Discussions that mention fragmin

Knee & Hip Problems board


I would encourage anyone who is younger, relatively active and thinking about hip surgery to look carefully at the possibility of hip resurfacing rather than total hip replacement (THR).

In my case I had both hips resurfaced (Birmingham) in one operation on 14 December 2005. I am a 54 year old male living in Melbourne Australia, and had osteo arthritis in both hips (right hip went first) for about 6 years. In the second half of 2005 things went downhill rapidly and I came to the point where I couldn't go on - painkillers did not work properly, waking up with pain every 1-1 1/2 hours etc.

I researched the internet on possibilities and decided that resurfacing sounded very promising, so got a referral to a surgeon that did them (very experienced - he has done about 500 over 7 years). He went through the advantages (retaining an intact femur, much more stable joint, more rapid recovery, greater range of activities following recovery, easy conversion to THR if the joint failed at some future time), but cautioned that bone cysts that could be seen in my X-ray could be deep enough to make resurfacing problematic - in which case he would need to decide in the operating theatre to do a THR. He also cautioned that whether I could stand both hips being done in the one operation could only be seen in the theatre, and he would do one hip and then decide whether I could go on for the second.
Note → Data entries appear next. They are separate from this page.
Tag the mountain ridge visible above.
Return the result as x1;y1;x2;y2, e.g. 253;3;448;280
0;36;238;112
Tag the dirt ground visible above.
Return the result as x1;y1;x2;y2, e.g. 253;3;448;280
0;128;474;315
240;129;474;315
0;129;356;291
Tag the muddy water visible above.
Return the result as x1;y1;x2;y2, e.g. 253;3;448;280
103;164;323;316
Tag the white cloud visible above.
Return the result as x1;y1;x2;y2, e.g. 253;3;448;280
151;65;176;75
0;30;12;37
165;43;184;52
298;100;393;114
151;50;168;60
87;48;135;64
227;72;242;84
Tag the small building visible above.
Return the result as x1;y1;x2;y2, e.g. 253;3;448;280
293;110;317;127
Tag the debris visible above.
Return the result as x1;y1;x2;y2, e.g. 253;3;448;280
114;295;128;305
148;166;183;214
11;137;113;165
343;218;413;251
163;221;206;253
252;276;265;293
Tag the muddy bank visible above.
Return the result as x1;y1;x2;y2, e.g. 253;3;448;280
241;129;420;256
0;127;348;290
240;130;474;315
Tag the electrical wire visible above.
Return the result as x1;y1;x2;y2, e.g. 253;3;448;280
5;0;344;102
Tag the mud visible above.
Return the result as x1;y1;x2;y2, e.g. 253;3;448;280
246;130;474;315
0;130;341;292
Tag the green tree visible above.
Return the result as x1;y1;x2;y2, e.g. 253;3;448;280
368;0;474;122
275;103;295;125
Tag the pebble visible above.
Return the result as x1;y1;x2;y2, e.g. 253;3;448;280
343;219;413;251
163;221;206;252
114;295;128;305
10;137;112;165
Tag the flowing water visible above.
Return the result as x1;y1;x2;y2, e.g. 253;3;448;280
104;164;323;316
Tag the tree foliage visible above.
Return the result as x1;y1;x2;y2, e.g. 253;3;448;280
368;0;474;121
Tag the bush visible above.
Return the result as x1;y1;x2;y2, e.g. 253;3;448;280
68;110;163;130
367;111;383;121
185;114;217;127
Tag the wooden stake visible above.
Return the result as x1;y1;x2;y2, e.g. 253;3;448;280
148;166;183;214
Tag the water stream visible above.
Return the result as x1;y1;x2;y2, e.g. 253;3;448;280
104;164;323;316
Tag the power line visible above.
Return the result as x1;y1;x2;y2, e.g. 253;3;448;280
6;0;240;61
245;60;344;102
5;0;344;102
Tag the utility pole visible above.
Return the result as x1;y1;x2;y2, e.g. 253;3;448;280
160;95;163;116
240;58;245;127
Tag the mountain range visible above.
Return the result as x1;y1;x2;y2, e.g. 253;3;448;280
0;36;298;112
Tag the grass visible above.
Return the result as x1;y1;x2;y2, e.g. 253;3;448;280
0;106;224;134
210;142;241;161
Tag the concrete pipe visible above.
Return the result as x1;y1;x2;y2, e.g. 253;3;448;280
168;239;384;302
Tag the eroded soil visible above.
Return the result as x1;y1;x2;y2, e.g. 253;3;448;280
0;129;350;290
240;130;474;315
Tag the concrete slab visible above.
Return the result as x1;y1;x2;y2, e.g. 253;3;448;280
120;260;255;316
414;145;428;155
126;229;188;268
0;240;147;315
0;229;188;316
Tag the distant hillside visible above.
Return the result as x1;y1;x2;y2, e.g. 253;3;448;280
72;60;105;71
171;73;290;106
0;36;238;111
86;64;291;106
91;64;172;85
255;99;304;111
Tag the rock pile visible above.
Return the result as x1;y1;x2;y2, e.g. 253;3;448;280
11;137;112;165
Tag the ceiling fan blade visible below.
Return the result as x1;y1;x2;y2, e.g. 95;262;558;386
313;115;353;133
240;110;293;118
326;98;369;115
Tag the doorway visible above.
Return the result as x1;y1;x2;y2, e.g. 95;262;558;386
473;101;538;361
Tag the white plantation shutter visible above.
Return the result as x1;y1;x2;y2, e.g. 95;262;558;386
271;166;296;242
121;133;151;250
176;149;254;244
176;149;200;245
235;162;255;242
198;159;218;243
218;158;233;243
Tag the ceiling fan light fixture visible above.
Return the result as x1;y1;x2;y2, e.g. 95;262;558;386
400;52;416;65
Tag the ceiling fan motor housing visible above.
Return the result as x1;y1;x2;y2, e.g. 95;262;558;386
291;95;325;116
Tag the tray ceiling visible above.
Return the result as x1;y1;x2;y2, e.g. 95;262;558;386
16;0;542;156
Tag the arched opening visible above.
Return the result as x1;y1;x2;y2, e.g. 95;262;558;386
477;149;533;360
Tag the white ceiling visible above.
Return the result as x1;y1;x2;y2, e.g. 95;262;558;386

Given these caveats, the whole thing went off fine from my point of view. I coped with the operation well, and he was able to resurface both. I was in hospital for 8 days, standing two days after the operation, and taking steps with forearm crutches 4 days after the operation (those who only have one hip done do better than that). I found very little post operative pain, and the hospital was very good about offering painkillers on a preventative basis (they want patients pain free so that they are not detered from moving and starting the physio exercises).

By the time I went home I could get in and out of bed, walk around the hospital floor and give myself a shower. When I got home I needed to self inject a blood thinning agent (Fragmin) for 20 days, and wear TED stockings for 3 weeks. I took home exercises from the hospital physios, and expanded these when I went back 4 weeks after the operation. The surgeon and the physio were very keen for me to do hydrotherapy, so I went to the local indoor pool and saw an exercise therapist for a program which I have been following for the past 3-4 weeks, and that is really helping.

What makes me so keen is the visible progress!! Not only was there no pain from the start, but I sleep through the night (from a couple of weeks home), driving again (from 3 weeks at home), able to get out and about (went to the Quarter-Finals of the Australian Open Tennis 3 weeks after getting home). This is now my second week back at work (I'm not sure if that is all good!).

I know that resurfacing is still classified as an experimental procedure in the US, but it now has 7-8 years of history and I believe is clearly a better alternative for younger active patients who are able to sustain the operation. So it can be worthwhile looking into the possibilities. Don't leave it too late either, as the bone surface can deteriorate (cysts grow) and leaving it too late may mean that the surgeon will opt for a THR (which is not a bad operation - just not as good for younger active patients). Resurfacing is a technically more challenging operation than THR, and some surgeons could be reluctant to retrain to it. Keep looking..........

If anyone is thinking of hip resurfacing then the current best considered professional opinion is that offered by the UK National Institute for Clinical Excellence, in their Technology Appraisal Guidance No 44 "Guidance on the use of metal on metal hip resurfacing arthroplasty". This can be accessed at [url]http://www.nice.org.uk/page.aspx?o=TA044guidance[/url]

To see a sequence of photos taken during a hip resurfacing operation, look at [url]http://www.hipkneetumoursurgery.com/5_professional_area/hip_resurfacing_procedure.htm[/url]

Warning, these are close up photos of an actual operation and could be disturbing to some people.

For more information on how the different hip implants last over time look at [url]http://www.dmac.adelaide.edu.au/aoanjrr/documents/aoanjrrreport_2005.pdf[/url]

This is the latest annual report of the Australian National Joint Replacement Registry. Modelled on a Swedish registry which had a significant positive impact on the success rates of hip operations in Sweden (by allowing surgeons to see what implants succeeded over time, and which had problems), the Australian registry has recorded details of hip and knee operations in Australia since September 1999. Probably easier to understand than reports from the Swedish body (for non-Swedish speaking English speakers). The implants used in Australia are sourced from all round the world, and the information in the report would be relevant in other countries too, in discussing with a surgeon what he does and how successful it has been.